Cross-clade serum microneutralization in mice immunized orally with inactivated or live recombinant baculovirus at a log₂ HA titer of 8 with or without 10 μg rCTB. Viruses from clade 1.0 (A/Vietnam/1203/2004), clade 2.1 (A/Indonesia/CDC1031/2007), clade 2.3 (A/chicken/Nongkhai/NIAH400802/2007), and clade 8.0 (A/chicken/Henan/12/2004) were used for this study. Sera from the day of peak response, day 21 after the final immunization, were used for the assay. Each point represents the arithmetic mean value (n = 6) ± standard error (*, P < 0.05; **, P < 0.02; ***, P < 0.001).

FIG. 6.

Baculovirus transduction of mouse intestinal epithelial cells in vivo. One week after the third immunization, intestinal tissue samples were embedded in paraffin and sectioned. Immunohistochemical staining was carried out using a guinea pig anti-HA antibody and rabbit anti-guinea pig FITC. Intestinal villi of mice orally vaccinated with live baculovirus (A), inactivated baculovirus (B), and PBS (C) are shown.

FIG. 7.

Protection of mice from lethal H5N1 virus challenge. Groups of mice (n = 6) were orally vaccinated three times on days 0, 7, and 21 with 200 μl containing inactivated or live recombinant baculovirus at a log₂ HA titer of 8, adjuvanted with or without 10 μg rCTB. Wild-type baculovirus at a dose equivalent to BacHA (based on the viral titers determined by plaque assay) served as a negative control. (A and B) Three weeks after the final vaccination, mice were intranasally infected with 5 MLD₅₀ of homologous (CDC/669/Indonesia/06 clade 2.1) (A) and heterologous (Vietnam/1203/2004 clade 1.0) (B) HPAI H5N1 virus strains.
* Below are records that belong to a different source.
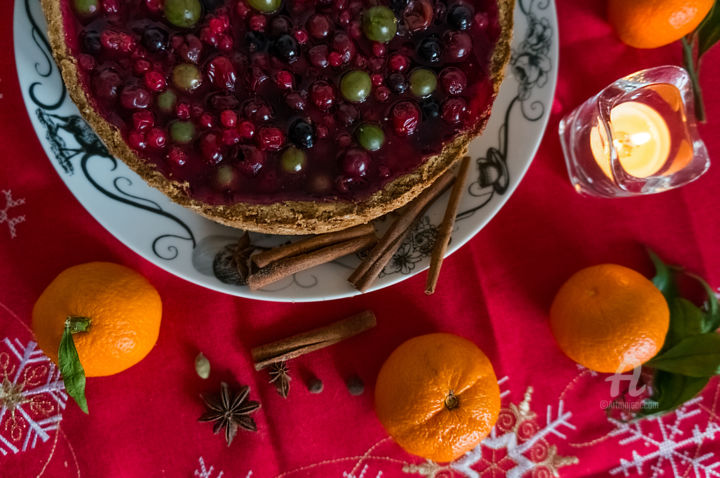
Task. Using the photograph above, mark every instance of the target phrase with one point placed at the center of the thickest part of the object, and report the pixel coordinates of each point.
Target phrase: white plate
(185, 244)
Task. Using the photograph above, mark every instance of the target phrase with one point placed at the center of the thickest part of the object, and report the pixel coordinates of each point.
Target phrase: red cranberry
(458, 46)
(257, 111)
(318, 26)
(118, 42)
(154, 6)
(246, 129)
(228, 118)
(182, 111)
(321, 131)
(241, 9)
(106, 84)
(251, 160)
(382, 93)
(379, 49)
(257, 23)
(86, 62)
(155, 81)
(284, 79)
(347, 114)
(221, 72)
(343, 139)
(134, 97)
(143, 120)
(111, 7)
(405, 117)
(322, 95)
(189, 47)
(177, 156)
(141, 66)
(210, 148)
(344, 45)
(295, 101)
(318, 56)
(453, 80)
(398, 62)
(301, 36)
(137, 140)
(157, 138)
(230, 137)
(270, 139)
(206, 121)
(418, 15)
(356, 163)
(453, 110)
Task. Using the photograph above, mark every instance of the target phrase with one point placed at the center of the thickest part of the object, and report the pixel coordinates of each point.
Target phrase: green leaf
(709, 30)
(712, 320)
(696, 356)
(671, 390)
(70, 366)
(664, 277)
(686, 320)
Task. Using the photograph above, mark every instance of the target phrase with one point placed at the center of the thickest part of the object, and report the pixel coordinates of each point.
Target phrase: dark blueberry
(302, 134)
(155, 39)
(397, 83)
(279, 26)
(430, 49)
(459, 16)
(430, 109)
(91, 42)
(256, 41)
(222, 101)
(285, 47)
(398, 6)
(211, 5)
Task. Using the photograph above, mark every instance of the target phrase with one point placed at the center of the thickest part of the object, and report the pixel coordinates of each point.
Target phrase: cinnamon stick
(286, 267)
(312, 340)
(264, 258)
(368, 270)
(445, 230)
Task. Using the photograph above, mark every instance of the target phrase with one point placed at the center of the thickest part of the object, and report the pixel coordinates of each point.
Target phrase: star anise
(232, 263)
(279, 376)
(230, 410)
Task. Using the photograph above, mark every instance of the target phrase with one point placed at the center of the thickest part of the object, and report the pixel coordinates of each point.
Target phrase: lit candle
(641, 138)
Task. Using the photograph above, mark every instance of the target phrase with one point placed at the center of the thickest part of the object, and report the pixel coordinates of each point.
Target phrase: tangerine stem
(77, 323)
(451, 401)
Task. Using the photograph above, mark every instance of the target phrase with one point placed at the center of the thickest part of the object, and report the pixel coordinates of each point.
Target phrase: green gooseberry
(186, 76)
(379, 24)
(370, 136)
(182, 131)
(86, 8)
(293, 160)
(422, 82)
(166, 101)
(183, 13)
(355, 86)
(265, 6)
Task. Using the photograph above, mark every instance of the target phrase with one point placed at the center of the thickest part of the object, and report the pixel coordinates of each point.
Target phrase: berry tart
(284, 116)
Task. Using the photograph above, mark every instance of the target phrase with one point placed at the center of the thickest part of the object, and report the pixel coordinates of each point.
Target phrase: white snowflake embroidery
(32, 396)
(518, 438)
(669, 444)
(362, 473)
(5, 215)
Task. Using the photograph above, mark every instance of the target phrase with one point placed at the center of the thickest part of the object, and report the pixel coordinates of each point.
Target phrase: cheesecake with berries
(284, 116)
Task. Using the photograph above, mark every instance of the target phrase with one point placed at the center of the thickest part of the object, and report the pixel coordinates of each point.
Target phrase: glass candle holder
(637, 136)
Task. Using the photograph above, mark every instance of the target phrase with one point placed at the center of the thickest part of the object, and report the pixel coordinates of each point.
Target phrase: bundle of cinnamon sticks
(284, 261)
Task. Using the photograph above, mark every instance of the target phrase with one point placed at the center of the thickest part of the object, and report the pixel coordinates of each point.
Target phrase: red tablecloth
(496, 291)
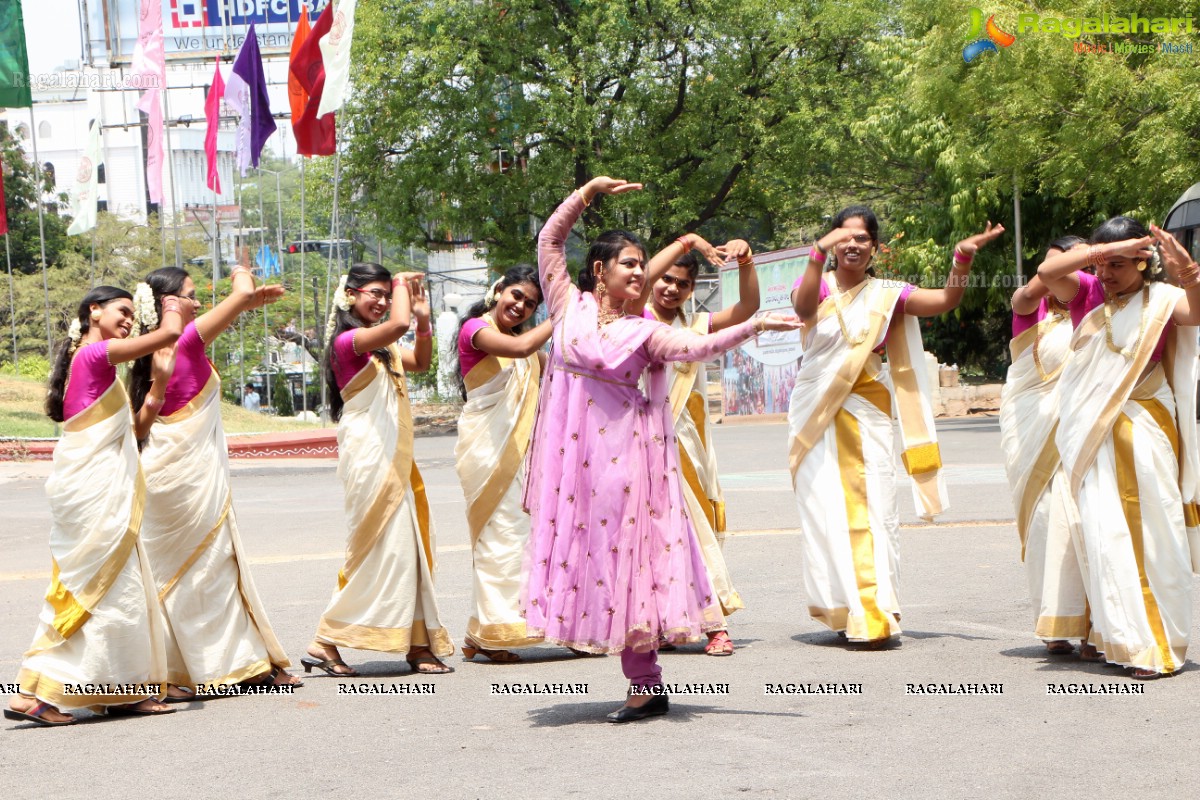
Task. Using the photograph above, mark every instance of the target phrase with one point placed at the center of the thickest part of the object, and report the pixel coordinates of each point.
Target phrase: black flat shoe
(658, 705)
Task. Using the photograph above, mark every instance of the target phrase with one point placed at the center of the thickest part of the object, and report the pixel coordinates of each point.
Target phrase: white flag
(335, 53)
(85, 191)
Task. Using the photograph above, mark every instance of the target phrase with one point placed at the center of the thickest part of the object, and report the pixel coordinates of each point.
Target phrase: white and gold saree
(493, 437)
(1127, 438)
(100, 638)
(1029, 413)
(217, 632)
(841, 456)
(384, 599)
(697, 464)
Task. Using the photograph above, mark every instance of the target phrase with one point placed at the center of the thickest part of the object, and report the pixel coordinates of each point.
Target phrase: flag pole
(329, 264)
(262, 248)
(41, 233)
(304, 336)
(12, 301)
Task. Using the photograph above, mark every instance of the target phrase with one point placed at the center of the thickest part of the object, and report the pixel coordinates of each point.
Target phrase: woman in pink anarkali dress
(612, 564)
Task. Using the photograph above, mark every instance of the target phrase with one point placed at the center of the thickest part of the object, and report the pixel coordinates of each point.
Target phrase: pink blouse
(192, 371)
(1091, 295)
(90, 377)
(468, 354)
(347, 362)
(823, 292)
(1023, 323)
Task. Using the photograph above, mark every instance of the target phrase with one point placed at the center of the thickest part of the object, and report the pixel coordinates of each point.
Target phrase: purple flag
(246, 94)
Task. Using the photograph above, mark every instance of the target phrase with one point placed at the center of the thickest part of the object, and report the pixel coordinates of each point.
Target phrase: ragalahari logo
(984, 38)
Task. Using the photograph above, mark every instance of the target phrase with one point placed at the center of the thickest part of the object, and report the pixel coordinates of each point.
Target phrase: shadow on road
(557, 716)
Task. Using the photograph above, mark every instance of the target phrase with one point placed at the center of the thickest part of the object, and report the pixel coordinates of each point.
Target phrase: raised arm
(244, 296)
(748, 288)
(931, 302)
(670, 344)
(162, 365)
(1027, 299)
(556, 281)
(1182, 271)
(421, 355)
(492, 342)
(175, 314)
(399, 318)
(807, 296)
(666, 258)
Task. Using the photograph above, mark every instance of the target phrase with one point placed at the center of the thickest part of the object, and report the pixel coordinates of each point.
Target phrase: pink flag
(150, 73)
(213, 115)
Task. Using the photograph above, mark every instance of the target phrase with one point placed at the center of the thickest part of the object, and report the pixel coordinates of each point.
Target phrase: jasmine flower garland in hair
(145, 318)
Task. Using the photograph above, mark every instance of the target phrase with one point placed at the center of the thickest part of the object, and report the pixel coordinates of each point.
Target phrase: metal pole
(304, 374)
(1017, 229)
(329, 265)
(12, 301)
(41, 234)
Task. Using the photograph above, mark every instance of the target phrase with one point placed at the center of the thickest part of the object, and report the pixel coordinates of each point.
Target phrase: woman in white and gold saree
(1029, 413)
(217, 632)
(840, 423)
(1127, 439)
(689, 401)
(384, 599)
(99, 643)
(501, 368)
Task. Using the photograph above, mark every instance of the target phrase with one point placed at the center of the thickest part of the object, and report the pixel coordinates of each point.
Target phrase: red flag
(213, 116)
(315, 137)
(4, 211)
(297, 94)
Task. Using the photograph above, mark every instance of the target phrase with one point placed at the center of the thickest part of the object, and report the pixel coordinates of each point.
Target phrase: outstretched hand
(162, 364)
(1175, 256)
(265, 295)
(970, 245)
(780, 323)
(605, 185)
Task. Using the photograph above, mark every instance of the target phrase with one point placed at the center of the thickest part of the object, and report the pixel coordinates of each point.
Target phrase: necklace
(837, 294)
(1109, 302)
(1043, 328)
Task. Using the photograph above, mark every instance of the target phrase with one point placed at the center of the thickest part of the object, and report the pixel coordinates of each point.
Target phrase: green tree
(472, 118)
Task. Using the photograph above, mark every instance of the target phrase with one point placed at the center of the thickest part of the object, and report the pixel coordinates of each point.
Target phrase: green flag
(13, 59)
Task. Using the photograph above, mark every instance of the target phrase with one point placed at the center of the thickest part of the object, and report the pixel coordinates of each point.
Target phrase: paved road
(967, 620)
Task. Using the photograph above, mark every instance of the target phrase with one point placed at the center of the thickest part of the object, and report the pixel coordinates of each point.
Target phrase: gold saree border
(843, 382)
(71, 611)
(922, 457)
(48, 690)
(1092, 325)
(385, 639)
(199, 549)
(862, 541)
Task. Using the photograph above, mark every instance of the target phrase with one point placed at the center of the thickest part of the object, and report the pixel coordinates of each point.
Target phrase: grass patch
(22, 414)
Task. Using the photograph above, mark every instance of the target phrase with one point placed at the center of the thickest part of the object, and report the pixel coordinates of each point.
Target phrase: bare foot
(322, 651)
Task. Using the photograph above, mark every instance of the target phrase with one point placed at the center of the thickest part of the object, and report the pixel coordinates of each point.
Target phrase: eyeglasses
(379, 295)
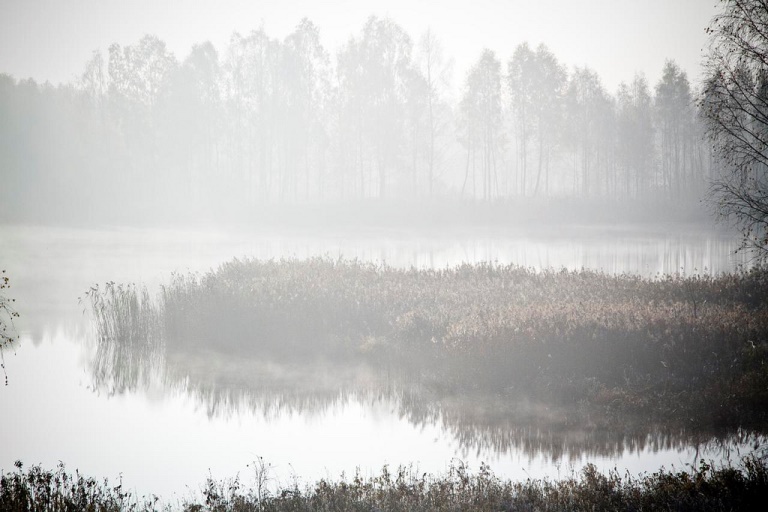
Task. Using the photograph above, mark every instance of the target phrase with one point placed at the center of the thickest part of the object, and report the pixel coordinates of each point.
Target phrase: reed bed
(741, 487)
(683, 348)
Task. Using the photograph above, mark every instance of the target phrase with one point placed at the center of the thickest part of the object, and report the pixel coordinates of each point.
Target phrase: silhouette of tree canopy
(735, 109)
(221, 133)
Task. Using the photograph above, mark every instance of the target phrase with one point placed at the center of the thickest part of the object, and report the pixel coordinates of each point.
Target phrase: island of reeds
(688, 351)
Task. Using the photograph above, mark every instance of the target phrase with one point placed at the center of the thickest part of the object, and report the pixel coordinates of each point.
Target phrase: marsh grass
(692, 349)
(741, 487)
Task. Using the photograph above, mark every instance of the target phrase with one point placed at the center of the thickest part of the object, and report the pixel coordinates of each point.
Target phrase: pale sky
(52, 39)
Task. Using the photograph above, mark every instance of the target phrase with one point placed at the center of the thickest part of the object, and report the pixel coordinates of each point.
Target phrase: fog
(223, 133)
(350, 235)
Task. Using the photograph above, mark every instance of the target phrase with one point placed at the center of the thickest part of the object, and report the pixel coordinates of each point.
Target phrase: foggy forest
(218, 132)
(363, 272)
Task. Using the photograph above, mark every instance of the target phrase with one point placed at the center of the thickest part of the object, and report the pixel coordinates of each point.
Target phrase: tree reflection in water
(229, 385)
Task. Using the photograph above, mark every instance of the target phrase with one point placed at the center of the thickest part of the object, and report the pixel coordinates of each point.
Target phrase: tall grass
(705, 487)
(669, 348)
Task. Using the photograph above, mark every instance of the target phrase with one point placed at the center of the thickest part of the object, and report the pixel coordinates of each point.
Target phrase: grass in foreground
(703, 488)
(671, 348)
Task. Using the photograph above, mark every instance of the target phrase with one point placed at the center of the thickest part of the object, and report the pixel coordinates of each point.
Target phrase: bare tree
(734, 105)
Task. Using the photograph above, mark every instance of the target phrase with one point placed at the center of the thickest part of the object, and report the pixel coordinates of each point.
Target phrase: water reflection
(481, 425)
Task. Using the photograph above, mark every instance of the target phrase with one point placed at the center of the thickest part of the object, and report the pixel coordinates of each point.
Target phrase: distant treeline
(145, 135)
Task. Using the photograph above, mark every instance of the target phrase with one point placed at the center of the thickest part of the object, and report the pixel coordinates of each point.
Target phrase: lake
(165, 435)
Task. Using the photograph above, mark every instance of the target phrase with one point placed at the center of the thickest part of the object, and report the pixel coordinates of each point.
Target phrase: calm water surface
(167, 439)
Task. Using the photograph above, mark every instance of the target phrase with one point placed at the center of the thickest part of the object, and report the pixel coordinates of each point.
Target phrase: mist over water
(189, 411)
(320, 253)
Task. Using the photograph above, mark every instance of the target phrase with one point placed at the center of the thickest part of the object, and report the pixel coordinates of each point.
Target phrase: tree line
(142, 133)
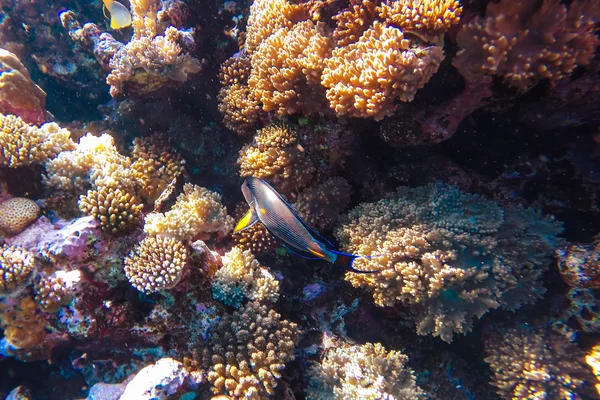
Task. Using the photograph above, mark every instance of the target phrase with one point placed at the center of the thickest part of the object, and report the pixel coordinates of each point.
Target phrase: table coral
(365, 78)
(19, 95)
(197, 211)
(534, 363)
(527, 41)
(247, 351)
(16, 214)
(156, 263)
(451, 256)
(22, 144)
(16, 267)
(366, 372)
(243, 278)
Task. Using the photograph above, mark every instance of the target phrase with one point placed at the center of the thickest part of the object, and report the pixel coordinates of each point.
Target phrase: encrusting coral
(366, 372)
(197, 211)
(22, 144)
(243, 278)
(156, 263)
(451, 256)
(526, 41)
(16, 267)
(247, 351)
(16, 214)
(535, 364)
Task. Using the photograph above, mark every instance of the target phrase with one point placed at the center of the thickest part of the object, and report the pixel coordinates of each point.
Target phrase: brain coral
(22, 144)
(243, 278)
(366, 372)
(16, 266)
(247, 351)
(451, 256)
(525, 41)
(156, 263)
(16, 214)
(197, 211)
(536, 364)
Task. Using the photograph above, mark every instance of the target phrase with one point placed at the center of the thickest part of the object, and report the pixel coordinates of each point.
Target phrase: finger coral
(535, 364)
(16, 214)
(19, 95)
(243, 278)
(365, 78)
(527, 41)
(248, 350)
(16, 267)
(277, 158)
(451, 256)
(367, 371)
(197, 211)
(22, 144)
(156, 263)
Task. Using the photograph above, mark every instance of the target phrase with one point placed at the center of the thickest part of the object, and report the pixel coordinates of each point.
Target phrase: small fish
(120, 17)
(283, 222)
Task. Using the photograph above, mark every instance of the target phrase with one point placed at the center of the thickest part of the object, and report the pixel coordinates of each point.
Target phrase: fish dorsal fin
(249, 219)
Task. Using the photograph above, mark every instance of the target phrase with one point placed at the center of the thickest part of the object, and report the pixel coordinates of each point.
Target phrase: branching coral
(277, 158)
(248, 350)
(526, 41)
(534, 364)
(366, 372)
(243, 278)
(156, 263)
(19, 95)
(451, 256)
(22, 144)
(16, 267)
(364, 78)
(16, 214)
(197, 211)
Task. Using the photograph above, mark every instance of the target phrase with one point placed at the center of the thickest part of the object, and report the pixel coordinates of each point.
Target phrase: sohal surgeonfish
(283, 222)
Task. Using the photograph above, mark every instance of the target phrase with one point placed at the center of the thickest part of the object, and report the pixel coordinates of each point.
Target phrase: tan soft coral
(247, 352)
(366, 372)
(536, 364)
(22, 144)
(364, 79)
(197, 211)
(451, 256)
(277, 158)
(526, 41)
(156, 263)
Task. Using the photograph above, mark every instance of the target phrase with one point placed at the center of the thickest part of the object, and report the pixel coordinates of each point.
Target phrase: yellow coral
(248, 351)
(365, 78)
(156, 263)
(16, 214)
(197, 211)
(22, 144)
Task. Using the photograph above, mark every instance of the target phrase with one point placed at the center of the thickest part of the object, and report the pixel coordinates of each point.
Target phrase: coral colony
(453, 145)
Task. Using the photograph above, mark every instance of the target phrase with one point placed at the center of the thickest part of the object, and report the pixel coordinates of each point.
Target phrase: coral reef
(528, 41)
(451, 256)
(365, 371)
(242, 278)
(528, 363)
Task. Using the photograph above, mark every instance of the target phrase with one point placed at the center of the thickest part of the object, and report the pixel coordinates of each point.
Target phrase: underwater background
(453, 146)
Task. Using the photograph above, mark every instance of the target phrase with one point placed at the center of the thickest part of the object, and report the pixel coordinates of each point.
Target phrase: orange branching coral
(426, 18)
(286, 64)
(277, 158)
(365, 78)
(535, 364)
(247, 352)
(19, 95)
(525, 41)
(353, 21)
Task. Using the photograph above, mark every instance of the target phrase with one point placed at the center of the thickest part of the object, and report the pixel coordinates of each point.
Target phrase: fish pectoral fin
(249, 219)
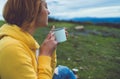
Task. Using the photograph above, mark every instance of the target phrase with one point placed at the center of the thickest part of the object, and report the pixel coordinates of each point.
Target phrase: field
(94, 51)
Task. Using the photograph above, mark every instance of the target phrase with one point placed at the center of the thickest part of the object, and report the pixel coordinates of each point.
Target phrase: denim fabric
(63, 72)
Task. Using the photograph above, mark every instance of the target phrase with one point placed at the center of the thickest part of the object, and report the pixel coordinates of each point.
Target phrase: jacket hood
(16, 33)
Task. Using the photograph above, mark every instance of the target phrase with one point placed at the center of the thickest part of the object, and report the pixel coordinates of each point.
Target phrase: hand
(66, 32)
(49, 45)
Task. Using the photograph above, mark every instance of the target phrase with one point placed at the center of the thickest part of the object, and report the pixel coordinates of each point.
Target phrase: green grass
(95, 56)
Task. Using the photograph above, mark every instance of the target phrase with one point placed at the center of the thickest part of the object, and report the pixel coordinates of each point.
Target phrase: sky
(63, 9)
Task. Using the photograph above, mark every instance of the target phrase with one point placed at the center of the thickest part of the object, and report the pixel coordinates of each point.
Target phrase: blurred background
(93, 44)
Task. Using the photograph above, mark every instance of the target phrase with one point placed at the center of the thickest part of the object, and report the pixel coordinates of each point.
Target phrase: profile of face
(42, 18)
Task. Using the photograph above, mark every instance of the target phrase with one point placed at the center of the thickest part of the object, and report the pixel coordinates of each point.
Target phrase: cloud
(80, 8)
(84, 8)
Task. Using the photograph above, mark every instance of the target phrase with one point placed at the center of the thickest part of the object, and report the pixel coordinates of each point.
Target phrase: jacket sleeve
(18, 64)
(54, 61)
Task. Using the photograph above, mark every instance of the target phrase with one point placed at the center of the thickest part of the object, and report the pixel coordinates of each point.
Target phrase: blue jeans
(63, 72)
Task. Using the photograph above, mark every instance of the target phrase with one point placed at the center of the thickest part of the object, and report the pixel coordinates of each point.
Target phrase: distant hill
(97, 20)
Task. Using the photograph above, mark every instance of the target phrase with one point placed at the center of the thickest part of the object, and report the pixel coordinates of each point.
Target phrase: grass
(95, 56)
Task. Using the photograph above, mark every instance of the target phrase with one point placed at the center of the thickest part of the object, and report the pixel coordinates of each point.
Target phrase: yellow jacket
(18, 58)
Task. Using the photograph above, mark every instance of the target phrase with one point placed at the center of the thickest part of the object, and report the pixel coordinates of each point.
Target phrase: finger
(52, 29)
(50, 35)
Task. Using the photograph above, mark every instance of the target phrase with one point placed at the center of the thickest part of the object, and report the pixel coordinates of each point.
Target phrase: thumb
(52, 29)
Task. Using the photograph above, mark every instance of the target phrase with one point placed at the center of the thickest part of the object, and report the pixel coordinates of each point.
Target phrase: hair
(21, 12)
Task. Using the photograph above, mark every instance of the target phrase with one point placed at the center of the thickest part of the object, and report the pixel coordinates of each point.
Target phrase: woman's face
(42, 18)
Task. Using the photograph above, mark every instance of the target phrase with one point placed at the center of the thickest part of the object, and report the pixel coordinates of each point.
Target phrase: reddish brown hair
(21, 12)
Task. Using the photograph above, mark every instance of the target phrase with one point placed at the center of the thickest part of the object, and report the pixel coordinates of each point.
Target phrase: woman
(18, 58)
(18, 47)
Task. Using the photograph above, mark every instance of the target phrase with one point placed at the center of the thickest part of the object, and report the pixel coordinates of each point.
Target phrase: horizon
(64, 9)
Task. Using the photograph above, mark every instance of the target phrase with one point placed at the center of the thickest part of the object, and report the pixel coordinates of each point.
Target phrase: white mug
(60, 34)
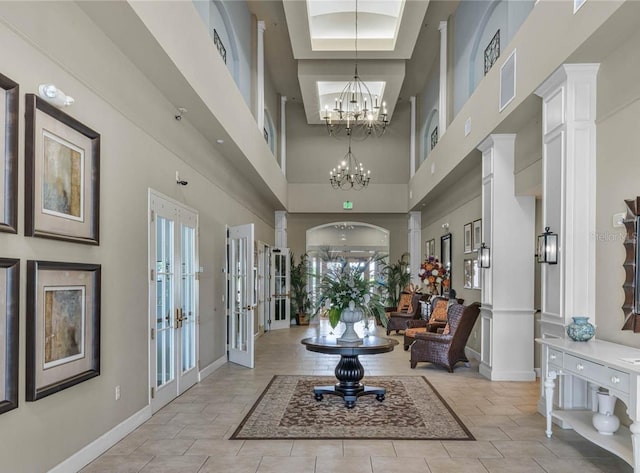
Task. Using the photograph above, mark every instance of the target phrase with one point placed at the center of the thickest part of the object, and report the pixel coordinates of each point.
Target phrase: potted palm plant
(300, 301)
Mice were monitored for survival throughout a 14-day observation period. The results are expressed in terms of percent survival. (C) The group of mice challenged with Vietnam/1203/2004 clade 1.0 was also monitored for weight loss throughout a 14-day observation period. The results are expressed as percent body weight (at the beginning of the trial).

FIG. 8.

Photomicrographs of hematoxylin- and eosin-stained lung sections of mice challenged with clade 2.1 H5N1 virus at 6 days postchallenge. (A) Mice vaccinated with live BacHA; (B) mice vaccinated with inactivated BacHA; (C) unvaccinated mice challenged with virus; (D) normal morphology seen in uninfected mice.